Other forms of social activity didn't decline at the same rate during this period. Bowling leagues, clubs, volunteer work—these weren't disappearing. What was unique about religious participation was something harder to measure: a framework for making sense of the world, an identity rooted in something larger than yourself, a narrative that held meaning even when circumstances were difficult.
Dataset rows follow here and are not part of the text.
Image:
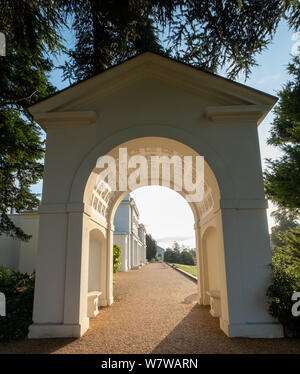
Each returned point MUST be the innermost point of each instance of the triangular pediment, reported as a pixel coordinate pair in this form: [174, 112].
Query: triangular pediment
[223, 95]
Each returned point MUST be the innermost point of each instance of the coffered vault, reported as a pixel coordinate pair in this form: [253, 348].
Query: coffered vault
[153, 105]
"Religion may provide some way of making sense of the world, some sense of identity in relation to others, that can't easily be replaced by other forms of socialization," Oostrom explained. The loss wasn't just social—it was existential.
The Harder Question
If the problem runs this deep, can it be solved? The study offers a sobering answer: probably not easily. Researchers found no evidence that overall community participation is reversing, and the positive effects of religious involvement on life satisfaction have proven difficult to replicate through secular alternatives. The rise of social media in the 21st century has only made the problem more entrenched—people are more isolated, more algorithmically sorted, less likely to encounter the kind of binding community that churches once provided.
Oostrom's final observation carries weight: "People are less religious now, and there hasn't been a substitute that provides what religion provided to many people. And our paper suggests this could have long-term impacts on health and mortality." The opioid crisis didn't create deaths of despair. It arrived in a landscape already destabilized by the loss of meaning and belonging. Understanding that distinction matters for anyone thinking about how to actually reverse these trends—because treating the symptom (addiction) without addressing the underlying wound (disconnection) may leave the vulnerability intact.